In response to the ephemeral nature of road artwork, OU was pushed to create work that may stand the check of time. Working within the tunnels is a approach to keep away from erasure by each civic authorities and fellow artists keen to say a coveted spot, in addition to shield art work from the dangerous rays of the solar.
“They received pissed off with how a lot work you do exactly to finish up getting buffed,” mentioned Superchief co-founder Invoice Dunleavy, who spent two years working with OU on the present.
“There’s by no means a have to go over somebody in a tunnel (beef excluded),” longtime OU member ADZE added. “Should you hold strolling, you’ll ultimately discover loads of good clean partitions to color on.”
Though some members use spray paint, most OU artists work with brushes and acrylic paint, a extra steady medium that holds up higher within the dank atmosphere. It additionally serves as a canopy if confronted by authorities. “If you’ve received spray cans, you’re a vandal” within the eyes of police, mentioned an OU member who goes by Sick.

Though the key, secluded areas might sound to preclude the huge visibility that graffiti artists above floor try for, OU members view documentation as a approach to disseminate their work. “Pictures is our type of visibility.

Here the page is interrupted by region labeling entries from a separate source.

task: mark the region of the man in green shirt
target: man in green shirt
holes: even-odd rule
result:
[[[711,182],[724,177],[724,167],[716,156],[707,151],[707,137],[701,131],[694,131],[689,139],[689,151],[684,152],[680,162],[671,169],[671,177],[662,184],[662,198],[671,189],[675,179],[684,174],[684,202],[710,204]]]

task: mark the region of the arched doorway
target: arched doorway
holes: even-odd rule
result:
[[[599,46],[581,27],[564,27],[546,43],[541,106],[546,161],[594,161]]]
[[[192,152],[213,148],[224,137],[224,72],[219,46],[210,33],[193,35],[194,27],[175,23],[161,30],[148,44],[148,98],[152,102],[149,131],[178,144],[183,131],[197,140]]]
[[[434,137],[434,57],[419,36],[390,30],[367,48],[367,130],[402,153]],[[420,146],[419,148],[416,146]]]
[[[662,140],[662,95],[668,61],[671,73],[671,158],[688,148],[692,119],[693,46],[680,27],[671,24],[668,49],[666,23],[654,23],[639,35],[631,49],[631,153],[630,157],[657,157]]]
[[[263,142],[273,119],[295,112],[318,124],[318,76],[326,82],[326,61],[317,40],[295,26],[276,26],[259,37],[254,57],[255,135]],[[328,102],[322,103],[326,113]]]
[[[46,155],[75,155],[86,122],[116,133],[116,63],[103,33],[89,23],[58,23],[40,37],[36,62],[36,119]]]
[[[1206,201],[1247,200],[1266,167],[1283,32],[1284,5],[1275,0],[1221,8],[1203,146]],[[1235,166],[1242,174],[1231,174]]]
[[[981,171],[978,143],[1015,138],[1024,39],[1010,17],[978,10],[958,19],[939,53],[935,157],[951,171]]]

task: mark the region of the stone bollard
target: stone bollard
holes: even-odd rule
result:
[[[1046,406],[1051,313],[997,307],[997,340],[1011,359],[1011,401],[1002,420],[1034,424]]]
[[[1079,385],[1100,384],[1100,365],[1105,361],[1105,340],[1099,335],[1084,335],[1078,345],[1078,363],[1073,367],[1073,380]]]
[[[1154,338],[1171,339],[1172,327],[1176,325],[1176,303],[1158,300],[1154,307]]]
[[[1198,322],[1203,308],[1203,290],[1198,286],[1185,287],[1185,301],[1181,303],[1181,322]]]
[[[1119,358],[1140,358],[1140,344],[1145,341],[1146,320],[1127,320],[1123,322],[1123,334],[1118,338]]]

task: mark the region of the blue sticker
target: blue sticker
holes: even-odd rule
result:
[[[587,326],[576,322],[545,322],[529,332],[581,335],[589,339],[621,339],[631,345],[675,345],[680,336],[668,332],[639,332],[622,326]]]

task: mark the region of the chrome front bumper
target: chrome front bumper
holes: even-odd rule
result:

It’s a approach to management how our work is represented,” mentioned Sick, noting that it is usually a approach to management how their work is monetized. They’ve revealed 4 books chronicling the mission.
Regardless of the technically illicit nature of their prohibited excursions, there’s a sure component of youthful whimsy and infectious curiosity inherent in OU’s mission. “It’s a bit like time journey meets juvenile exploration, secret membership exercise meets city historical past,” Phillips mentioned.
“We dwell in a reasonably regulated society,” Skrederstu added. “OU makes these little openings into part of it that individuals don’t speak about, that you just didn’t even know existed.”